Similarly, safety standards involve using advanced monitoring equipment to check on the patient, like a bed alarm that can notify you if the patient falls off their bed or needs immediate assistance. When administering medication, double-check that the patient’s information matches the one on the medicine before you give it to them.
4. Educate Patients
Part of looking after your patients is educating them. Take time to instruct your patients on ways they can look after themselves better. This includes telling them how to care for their wounds at home, what diet they should follow, and teaching them techniques for taking their medicines on time. You may also extend your outreach by offering telehealth sessions to patients who can’t come to the hospital and help them manage their health better. But be patient when talking to them; understand that too much information can overwhelm them, so break down the details into digestible chunks. You can ask your patients to repeat everything you have said to them to ensure they understand you clearly. Go the extra mile by connecting them to online resources and information that facilitate their learning and make them proactive about their health Tips.
5. Continue Researching
Being in the healthcare profession means you’re committing to lifelong learning. This means that no matter how qualified you are, there is always room to learn more. It would help to read medical journals, research, and publications as often as possible. Look for topics about patient-focused care and figure out how to apply these standards to your job. Likewise, attend seminars and conferences about patient advocacy to align yourself as a patient-focused nurse further. It would help if you engaged your colleagues in a discussion on how they care for their patients and exchanged details on the methods you use to look after yours. Continued learning and research can help you become a more certified expert.
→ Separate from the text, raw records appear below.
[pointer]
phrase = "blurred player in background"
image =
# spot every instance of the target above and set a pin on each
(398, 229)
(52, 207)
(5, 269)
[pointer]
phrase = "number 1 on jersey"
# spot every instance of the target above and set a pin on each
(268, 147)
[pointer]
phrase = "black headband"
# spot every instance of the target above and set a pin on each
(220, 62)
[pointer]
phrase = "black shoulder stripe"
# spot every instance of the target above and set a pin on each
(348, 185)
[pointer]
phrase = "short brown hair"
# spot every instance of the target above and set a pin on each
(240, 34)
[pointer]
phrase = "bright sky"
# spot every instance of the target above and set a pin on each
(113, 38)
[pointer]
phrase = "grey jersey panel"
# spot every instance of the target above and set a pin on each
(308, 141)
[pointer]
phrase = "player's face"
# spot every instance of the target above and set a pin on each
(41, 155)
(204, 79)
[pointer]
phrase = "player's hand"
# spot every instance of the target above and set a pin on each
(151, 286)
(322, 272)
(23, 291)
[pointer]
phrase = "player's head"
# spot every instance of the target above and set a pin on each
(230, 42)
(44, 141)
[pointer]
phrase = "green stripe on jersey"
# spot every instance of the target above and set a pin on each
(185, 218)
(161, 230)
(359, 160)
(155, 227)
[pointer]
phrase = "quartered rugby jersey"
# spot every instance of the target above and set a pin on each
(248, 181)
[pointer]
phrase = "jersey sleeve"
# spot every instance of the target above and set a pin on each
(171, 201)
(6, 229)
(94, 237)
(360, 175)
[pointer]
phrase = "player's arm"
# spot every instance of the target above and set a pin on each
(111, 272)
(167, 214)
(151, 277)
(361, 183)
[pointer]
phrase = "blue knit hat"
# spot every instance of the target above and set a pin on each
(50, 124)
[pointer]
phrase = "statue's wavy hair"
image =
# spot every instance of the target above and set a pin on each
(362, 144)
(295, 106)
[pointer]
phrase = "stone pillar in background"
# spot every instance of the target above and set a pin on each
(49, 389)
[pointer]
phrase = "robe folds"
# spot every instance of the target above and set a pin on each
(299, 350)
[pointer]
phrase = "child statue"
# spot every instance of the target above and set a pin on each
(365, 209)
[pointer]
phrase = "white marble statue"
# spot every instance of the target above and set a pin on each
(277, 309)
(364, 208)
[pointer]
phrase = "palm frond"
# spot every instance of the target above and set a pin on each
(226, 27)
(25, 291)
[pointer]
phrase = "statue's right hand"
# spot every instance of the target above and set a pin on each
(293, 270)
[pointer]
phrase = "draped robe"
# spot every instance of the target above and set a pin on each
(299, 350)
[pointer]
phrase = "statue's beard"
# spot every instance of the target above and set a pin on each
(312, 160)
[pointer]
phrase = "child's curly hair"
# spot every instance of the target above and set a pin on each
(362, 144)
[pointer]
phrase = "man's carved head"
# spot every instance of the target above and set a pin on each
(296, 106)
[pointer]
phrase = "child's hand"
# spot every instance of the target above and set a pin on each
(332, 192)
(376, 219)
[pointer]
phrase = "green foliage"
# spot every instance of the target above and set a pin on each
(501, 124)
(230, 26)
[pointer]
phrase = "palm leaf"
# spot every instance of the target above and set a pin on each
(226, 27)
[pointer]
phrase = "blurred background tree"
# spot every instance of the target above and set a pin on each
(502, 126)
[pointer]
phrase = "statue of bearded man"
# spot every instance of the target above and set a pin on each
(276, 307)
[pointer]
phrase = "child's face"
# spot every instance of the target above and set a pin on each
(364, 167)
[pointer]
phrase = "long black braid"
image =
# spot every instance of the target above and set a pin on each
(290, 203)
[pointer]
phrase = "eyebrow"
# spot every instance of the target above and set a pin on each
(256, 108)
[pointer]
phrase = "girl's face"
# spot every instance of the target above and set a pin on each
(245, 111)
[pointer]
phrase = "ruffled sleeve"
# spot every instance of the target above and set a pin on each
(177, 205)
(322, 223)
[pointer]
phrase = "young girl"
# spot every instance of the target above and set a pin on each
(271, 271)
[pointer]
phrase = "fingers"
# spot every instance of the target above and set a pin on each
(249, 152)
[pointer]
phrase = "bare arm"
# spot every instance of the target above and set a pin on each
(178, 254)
Patients need quality care and attentiveness to recover swiftly. As a nurse, you play a key role in your patient’s welfare, so you must not neglect your duties. Nursing is a tedious job. But once you understand your responsibility and dedicate yourself to patient care, you can excel at your job. Hence, this includes advancing your education, learning about pitfalls that interfere with patient safety, effective communication, and continuous learning. Once you get into the habit of further polishing and grooming yourself, your patients will thrive under your care.